Here’s how one approaches a game: you identify A) the Rules of the Game, you determine B) your Desired Outcome, and you devise C) a Strategy to navigate through A to arrive at B. Anybody can learn A, everybody’s got their own preferred B; figuring out an effective C is the tricky bit. When trying to learn Strategy, it makes more sense to listen to people who have played the game successfully than to people who have a record of failure. In chess, for example, you could probably learn more by studying the games of Bobby Fischer than, say, studying me. This is not to say one wants to be exactly like Bobby Fischer; just than one wants to learn those things which made him a winner. In modern American politics, then, one might wish to emulate Grover Norquist:
Norquist and other hard-line conservatives exhibit a surprising lack of tolerance for moderate Republicans, almost as if they’re worse than Democrats. Why is that?
[…] Conservative activists, Norquist included, criticize moderate Republicans, such as John McCain and Lindsay Graham, because they think the moderates are holding back the conservative agenda. The battle in the Senate over the historic filibuster provided a classic example of that. When McCain and Graham reached an agreement with a group of Democrats to retain the filibuster, the media hailed them as statesmen. But the conservatives were furious. I went to meetings with Norquist where people were shouting and screaming about “betrayal.”
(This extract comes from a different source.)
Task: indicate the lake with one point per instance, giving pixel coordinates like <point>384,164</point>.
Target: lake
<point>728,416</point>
And it’s not just shoutings – it’s money, it’s ad campaigns, and it’s very effective. Because Norquist understands that an effective movement needs more than a bunch of people – it also requires discipline. As David Sirota said:
I am in no way venerating Norquist’s ideology, nor his penchant for going way to far in terms of sidling up to some very shady characters. But tactically, he is clearly onto something. He fundamentally understands that division makes not an effective fighting formula. And he understands that the movement politics that comes from pressuring turncoats is far more powerful than partisan politics. Create an movement based on principles and ideology, and you have created something much sturdier than loyalty to a party label – and besides, a real movement will benefit the party anyway.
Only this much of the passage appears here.